Die Tatsache, dass sich die Permittivität des Keramik-Kondensators mit der Temperatur und der DC-Vorspannung ändert, muss beim Design unbedingt beachtet werden. Keramik-Werkstoffe hoher Permittivität werden der Klasse 2 zugerechnet. Bild 1 verdeutlicht die Einteilung der Materialien mit einer dreistelligen Kennung wie zum Beispiel Z5U, X5R oder X7R. Ein Z5U-Kondensator etwa eignet sich für einen Temperaturbereich von +10 bis +85 °C bei einer Toleranz von +22/ 56 %. Selbst bei den stabileren Dielektrika ist eine beträchtliche Kapazitätsschwankung über die Temperatur zu beobachten.

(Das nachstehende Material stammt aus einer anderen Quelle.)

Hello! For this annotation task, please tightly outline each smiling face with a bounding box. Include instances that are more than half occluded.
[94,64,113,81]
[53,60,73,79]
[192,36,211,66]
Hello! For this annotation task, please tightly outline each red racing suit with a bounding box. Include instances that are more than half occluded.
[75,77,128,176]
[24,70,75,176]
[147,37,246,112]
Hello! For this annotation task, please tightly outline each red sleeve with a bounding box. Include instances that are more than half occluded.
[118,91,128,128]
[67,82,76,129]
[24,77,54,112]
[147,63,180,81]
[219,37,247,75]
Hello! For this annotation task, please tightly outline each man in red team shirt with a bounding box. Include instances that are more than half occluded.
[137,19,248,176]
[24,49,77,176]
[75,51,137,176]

Ein noch schlechteres Bild ergibt sich, wenn man die Abhängigkeit der Kapazität von der DC-Vorspannung (Bias) betrachtet. Bild 2 illustriert die Bias-Abhängigkeit eines X5S-Kondensators (22 µF, 6,3 V), wie man ihn üblicherweise als Ausgangskondensator in einem 3,3 V Point-of-Load-Regler (POL) einsetzen würde. Die bei 3,3 V um 25 % reduzierte Kapazität führt zu einer erhöhten Ausgangswelligkeit und hat erhebliche Auswirkungen auf die Bandbreite der Regelschleife. Würde man versuchen, diesen Kondensator bei 5 V Ausgangsspannung zu verwenden, könnte die Kapazität je nach Temperatur und Bias um nicht weniger als 60 % einbrechen und durch die Zunahme der Schleifenbandbreite im Verhältnis 2:1 dafür sorgen, dass die Stromversorgung instabil wird. Dies ist ein Aspekt, den die Anbieter von Keramik-Kondensatoren gern kaschieren.

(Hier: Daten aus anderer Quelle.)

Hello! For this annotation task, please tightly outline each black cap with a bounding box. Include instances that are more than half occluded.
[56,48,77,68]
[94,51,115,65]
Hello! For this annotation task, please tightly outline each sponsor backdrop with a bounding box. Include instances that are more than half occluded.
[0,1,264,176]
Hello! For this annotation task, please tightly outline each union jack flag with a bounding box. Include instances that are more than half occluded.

Der nächste potenzielle Fallstrick im Zusammenhang mit Keramik-Kondensatoren besteht in der verhältnismäßig geringen Kapazität und dem niedrigen ESR-Wert, denn hieraus können sich sowohl im Zeit als auch im Frequenzbereich Probleme ergeben. Werden die Kondensatoren in einer Stromversorgung als eingangsseitige Filterkondensatoren eingesetzt, können sie mit der Induktivität der Eingangs-Zuleitungen leicht einen Schwingkreis bilden, wie bereits in den Power-Tipps 3 und 4 erläutert wurde. Ob hier ein potenzielles Problem existiert, können Sie leicht herausfinden. Schätzen Sie dazu die parasitäre Induktivität der Zuleitung ab (als Faustregel können knapp 6 nH pro Zentimeter angesetzt werden) und vergleichen Sie die Ausgangsimpedanz des Filters mit dem Eingangswiderstand der Stromversorgung.

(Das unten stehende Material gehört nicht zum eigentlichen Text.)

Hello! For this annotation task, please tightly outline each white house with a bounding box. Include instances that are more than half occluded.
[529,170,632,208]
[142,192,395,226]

Ein weiteres potenzielles Problem liegt im Zeitbereich und kann beispielsweise in Power-over-Ethernet-Systemen (PoE) zum Tragen kommen. In Systemen dieser Art besteht die Verbindung zwischen Stromversorgung und Verbraucher nämlich in einer langen Leitung von großer Induktivität. Der Verbraucher wird mit einem Schalter eingeschaltet und kann mit keramischen Bypass-Kondensatoren versehen sein. Diese Bypass-Kondensatoren aber können zusammen mit der Leitungs-Induktivität einen Schwingkreis mit hohem Gütefaktor bilden. Das Schließen des Schalters am Verbraucher kann somit das Entstehen einer Überspannung bis zum Doppelten der Quellenspannung bewirken. Unerwartete Ausfälle können die Folge sein. In einer PoE-Applikation zum Beispiel kann es hierdurch notwendig sein, die Bauelemente im Verbraucher für eine Nennspannung zu spezifizieren, die doppelt so hoch wie die Quellenspannung ist.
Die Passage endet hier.